In December 2010 Thompson petitioned the LPGA to allow her to play in more than 12 Tour-sponsored events. Although her petition was denied, LPGA then changed the rule restricting access to Monday qualifiers, in effect telling Thompson if she could make the grade she could play. And play she did. At sixteen, she became the youngest ever winner of an LPGA event, the Navistar LPGA Classic, a record that stood until fifteen-year old New Zealander Lydia Ko won the 2012 CN Canadian Women’s Open.
Thompson’s winning game has always started with her drive, which has been simply stunning from the outset. Today she’s ranked fifth in the LPGA Tour in driving distance. She’s six feet tall and has always used every inch of her long, lean body to send the ball flying 270+ yards down the fairway. She’d already claimed that form when she won the 2011 Navistar LPGA Classic, lowering her head on impact, finishing with a follow-through so strong that she comes up off her heels.
During 2011 Thompson played one-day events on the Fuzion Minor League Golf Tour, a development tour aimed at men trying to move up to the next level of pro golf, with some distance accommodations for women players, and attempted to qualify for a number of LPGA events as well. Golf is a game where we lose more than we win, and Thompson persevered through those failures to qualify and missed cuts. Then she won the Navistar LPGA Classic and the LET-sanctioned Dubai Ladies Masters, and based on those wins successfully petitioned the LPGA for membership.
2012: Rookie Year
It didn’t take Lexi Thompson long to make her mark on the Tour. She entered 23 Tour events, made 19 cuts, finished in the top-10 four times, and while she didn’t claim a victory she did bank more than $600K. LPGA press releases named Thompson as a likely challenger to Yani Tseng’s dominance on the Tour and she was nominated by ESPN for Best Record-Breaking Performance. She was ranked second in driving distance, second in eagles (eight) and runner-up for the Louise Suggs Rookie of the Year award. It was a splendid rookie year for Thompson, and 2013 got even better!
Sweet Victories
Thompson started her second year playing on the LPGA Tour Rolex Ranked twenty-third and she ended the year ranked ninth in the world. She played her first Solheim Cup, posting a 1-2-0 record. She entered twenty-four events, made nineteen cuts, and won $1.2 million. In addition to six top-10 finishes, four of them in the top-5 ranks on the leaderboard and including a third place tie at The Evian Championship, she also took home two late-season victories, at the Sime Darby LPGA Malaysia and the Lorena Ochoa Invitational. She credited her Solheim Cup experience with the mental game that took her to the top of the leaderboard in Malaysia and Guadalahara.
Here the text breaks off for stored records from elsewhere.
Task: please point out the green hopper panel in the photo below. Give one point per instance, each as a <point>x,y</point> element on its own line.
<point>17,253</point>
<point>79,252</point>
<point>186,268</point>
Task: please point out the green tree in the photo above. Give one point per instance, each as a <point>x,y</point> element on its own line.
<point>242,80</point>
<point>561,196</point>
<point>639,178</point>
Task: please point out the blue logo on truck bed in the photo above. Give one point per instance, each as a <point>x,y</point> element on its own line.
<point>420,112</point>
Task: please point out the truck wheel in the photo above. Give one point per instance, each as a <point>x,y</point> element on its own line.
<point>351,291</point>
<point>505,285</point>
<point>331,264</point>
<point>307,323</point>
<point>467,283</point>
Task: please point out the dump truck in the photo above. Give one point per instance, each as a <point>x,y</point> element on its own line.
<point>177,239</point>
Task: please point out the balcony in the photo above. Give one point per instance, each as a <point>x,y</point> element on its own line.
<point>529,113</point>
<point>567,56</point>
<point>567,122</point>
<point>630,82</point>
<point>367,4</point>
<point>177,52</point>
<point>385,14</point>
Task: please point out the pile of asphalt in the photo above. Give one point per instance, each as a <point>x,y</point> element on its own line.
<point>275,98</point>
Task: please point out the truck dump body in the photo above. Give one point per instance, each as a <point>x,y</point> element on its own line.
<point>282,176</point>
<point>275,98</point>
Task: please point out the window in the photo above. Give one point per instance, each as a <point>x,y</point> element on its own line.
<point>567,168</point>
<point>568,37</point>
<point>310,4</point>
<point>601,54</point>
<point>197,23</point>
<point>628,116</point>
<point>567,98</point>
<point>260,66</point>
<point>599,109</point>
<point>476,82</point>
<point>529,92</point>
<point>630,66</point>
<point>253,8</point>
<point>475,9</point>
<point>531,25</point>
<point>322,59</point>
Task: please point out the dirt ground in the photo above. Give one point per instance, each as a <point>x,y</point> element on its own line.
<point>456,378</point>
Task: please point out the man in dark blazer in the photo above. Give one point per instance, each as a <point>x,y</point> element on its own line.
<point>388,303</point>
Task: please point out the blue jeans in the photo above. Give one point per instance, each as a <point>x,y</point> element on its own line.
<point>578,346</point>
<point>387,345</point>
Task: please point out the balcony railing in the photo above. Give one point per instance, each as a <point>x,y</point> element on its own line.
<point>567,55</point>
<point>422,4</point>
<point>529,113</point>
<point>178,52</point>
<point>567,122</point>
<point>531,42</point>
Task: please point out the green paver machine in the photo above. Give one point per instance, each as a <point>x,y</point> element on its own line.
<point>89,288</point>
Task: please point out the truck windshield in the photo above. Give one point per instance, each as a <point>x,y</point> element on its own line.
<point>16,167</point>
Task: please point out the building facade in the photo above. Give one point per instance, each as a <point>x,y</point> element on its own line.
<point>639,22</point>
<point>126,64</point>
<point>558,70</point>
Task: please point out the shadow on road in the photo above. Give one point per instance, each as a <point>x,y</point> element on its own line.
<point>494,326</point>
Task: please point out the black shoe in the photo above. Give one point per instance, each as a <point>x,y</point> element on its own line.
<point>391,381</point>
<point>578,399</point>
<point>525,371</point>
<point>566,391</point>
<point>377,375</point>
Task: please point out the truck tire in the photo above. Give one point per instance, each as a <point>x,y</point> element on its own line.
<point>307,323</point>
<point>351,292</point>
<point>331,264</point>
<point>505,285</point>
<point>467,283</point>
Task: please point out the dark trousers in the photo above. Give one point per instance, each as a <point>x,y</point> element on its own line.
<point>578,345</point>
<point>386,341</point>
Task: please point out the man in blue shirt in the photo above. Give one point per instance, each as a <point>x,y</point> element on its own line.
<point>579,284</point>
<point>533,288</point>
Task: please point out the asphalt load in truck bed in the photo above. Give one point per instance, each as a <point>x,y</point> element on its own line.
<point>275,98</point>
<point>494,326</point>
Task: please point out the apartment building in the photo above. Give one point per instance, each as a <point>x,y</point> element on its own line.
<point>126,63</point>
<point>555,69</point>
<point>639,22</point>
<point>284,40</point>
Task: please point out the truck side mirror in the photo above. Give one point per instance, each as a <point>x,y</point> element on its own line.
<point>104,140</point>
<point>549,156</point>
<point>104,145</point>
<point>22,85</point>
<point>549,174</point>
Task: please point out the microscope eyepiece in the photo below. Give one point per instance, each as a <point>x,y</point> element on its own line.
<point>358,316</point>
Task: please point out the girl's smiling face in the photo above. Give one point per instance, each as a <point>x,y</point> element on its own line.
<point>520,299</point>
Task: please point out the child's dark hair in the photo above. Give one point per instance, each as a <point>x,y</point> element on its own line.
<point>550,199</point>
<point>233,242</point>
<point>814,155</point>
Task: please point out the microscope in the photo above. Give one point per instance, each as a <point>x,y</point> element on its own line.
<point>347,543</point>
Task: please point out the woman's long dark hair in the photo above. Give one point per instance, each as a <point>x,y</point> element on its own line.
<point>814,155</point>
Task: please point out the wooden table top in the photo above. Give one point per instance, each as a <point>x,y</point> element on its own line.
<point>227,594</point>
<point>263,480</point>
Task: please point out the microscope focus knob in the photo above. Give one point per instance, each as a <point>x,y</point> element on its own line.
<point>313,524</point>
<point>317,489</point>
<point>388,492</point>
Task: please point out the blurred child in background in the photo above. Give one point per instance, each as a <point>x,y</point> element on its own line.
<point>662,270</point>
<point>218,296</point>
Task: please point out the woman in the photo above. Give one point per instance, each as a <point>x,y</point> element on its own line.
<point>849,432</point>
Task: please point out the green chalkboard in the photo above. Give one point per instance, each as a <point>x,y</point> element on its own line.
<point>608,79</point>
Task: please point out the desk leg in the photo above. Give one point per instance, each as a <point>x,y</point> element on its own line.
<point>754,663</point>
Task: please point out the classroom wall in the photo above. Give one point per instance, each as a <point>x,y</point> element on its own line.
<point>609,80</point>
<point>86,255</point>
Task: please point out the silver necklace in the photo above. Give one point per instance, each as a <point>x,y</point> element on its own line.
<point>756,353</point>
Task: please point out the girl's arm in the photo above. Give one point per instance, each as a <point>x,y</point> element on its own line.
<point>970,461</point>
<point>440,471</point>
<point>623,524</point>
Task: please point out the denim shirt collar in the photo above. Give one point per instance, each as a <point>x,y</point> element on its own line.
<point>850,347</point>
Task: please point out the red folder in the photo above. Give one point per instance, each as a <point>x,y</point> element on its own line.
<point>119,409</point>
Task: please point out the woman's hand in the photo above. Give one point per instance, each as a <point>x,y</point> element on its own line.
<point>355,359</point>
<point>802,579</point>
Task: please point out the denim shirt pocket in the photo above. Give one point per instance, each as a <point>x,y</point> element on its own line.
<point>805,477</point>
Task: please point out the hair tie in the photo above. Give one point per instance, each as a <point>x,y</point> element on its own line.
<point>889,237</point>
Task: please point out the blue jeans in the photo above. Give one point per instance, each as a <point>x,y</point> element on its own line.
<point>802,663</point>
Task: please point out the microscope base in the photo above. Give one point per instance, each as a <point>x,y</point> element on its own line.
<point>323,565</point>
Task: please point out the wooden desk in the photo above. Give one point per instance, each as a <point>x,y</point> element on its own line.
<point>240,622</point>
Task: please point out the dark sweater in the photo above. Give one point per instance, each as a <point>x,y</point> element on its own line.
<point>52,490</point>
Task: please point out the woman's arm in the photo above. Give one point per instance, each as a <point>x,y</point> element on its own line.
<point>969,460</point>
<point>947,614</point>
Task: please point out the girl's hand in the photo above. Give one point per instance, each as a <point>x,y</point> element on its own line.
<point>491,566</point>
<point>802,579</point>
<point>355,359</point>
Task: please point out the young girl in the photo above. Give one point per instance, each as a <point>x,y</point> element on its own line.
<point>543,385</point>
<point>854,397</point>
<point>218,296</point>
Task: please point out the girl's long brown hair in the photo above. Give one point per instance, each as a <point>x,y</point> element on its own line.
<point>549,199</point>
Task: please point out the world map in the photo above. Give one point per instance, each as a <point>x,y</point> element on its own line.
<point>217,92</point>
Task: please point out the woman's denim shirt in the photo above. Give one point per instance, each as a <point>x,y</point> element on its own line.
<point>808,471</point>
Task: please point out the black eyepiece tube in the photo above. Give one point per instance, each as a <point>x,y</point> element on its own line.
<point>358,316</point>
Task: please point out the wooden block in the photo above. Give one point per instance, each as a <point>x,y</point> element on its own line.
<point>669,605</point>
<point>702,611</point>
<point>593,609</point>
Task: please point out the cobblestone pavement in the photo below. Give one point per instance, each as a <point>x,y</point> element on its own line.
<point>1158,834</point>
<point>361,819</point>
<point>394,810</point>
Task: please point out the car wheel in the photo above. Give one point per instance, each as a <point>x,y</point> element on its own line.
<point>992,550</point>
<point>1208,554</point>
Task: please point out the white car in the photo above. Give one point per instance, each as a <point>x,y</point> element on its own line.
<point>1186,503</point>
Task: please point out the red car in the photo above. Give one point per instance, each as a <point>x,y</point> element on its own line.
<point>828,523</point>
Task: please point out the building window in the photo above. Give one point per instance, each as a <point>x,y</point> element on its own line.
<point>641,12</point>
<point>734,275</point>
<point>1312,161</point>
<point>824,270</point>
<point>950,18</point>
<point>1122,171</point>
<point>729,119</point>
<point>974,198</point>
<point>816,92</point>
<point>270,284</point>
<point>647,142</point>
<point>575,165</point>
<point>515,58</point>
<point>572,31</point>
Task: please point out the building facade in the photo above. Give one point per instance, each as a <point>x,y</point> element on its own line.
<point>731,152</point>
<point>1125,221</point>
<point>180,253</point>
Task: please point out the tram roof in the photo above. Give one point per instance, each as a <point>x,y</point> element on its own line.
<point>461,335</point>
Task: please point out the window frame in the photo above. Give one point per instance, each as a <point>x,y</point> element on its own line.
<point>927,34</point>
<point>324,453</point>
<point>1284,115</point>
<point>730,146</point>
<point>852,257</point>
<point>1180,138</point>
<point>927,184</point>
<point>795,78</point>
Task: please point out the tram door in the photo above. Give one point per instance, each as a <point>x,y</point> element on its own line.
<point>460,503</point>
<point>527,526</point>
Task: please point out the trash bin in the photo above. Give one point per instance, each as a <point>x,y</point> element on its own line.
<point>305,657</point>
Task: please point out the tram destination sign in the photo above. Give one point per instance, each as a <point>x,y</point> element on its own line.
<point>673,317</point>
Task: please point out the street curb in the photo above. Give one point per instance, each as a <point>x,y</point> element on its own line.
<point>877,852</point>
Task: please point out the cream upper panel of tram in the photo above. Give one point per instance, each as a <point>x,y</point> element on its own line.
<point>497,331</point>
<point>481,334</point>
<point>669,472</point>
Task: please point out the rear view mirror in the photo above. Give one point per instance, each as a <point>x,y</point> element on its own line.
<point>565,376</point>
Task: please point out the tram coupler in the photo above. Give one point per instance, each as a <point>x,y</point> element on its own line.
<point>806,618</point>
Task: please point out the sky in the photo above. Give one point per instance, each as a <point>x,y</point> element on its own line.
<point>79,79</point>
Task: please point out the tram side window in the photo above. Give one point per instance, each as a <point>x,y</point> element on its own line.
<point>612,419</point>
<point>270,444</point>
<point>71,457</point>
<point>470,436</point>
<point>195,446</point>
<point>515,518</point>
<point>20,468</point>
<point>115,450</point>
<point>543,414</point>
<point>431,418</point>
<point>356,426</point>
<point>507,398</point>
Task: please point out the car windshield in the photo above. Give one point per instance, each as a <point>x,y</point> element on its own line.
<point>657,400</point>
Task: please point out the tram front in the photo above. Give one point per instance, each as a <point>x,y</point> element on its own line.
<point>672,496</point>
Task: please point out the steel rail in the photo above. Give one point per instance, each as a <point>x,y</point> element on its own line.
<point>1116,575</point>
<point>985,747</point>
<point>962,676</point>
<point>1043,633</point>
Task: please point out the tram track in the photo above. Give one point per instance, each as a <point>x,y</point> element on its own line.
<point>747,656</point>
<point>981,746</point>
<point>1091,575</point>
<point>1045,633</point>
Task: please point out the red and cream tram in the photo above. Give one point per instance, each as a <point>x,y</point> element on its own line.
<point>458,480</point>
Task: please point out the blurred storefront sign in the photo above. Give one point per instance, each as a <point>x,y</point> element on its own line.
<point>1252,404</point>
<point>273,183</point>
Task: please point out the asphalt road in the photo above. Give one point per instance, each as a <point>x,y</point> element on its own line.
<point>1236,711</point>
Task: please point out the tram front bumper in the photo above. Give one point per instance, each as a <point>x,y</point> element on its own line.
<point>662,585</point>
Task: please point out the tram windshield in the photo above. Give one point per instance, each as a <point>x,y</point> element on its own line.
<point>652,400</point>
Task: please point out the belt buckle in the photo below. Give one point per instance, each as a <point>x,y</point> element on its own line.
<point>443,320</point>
Lexi Thompson, an effervescent nineteen-year old who gave herself a white Corvette for Christmas, is starting her third year as a professional golfer approaching two million dollars in career winnings. She’s popular with fans and players alike. She’s played her way past age barriers to three pro victories and twelve top-10 finishes, and she’s leading a new generation of young women athletes with an enviable blend of panache and skill.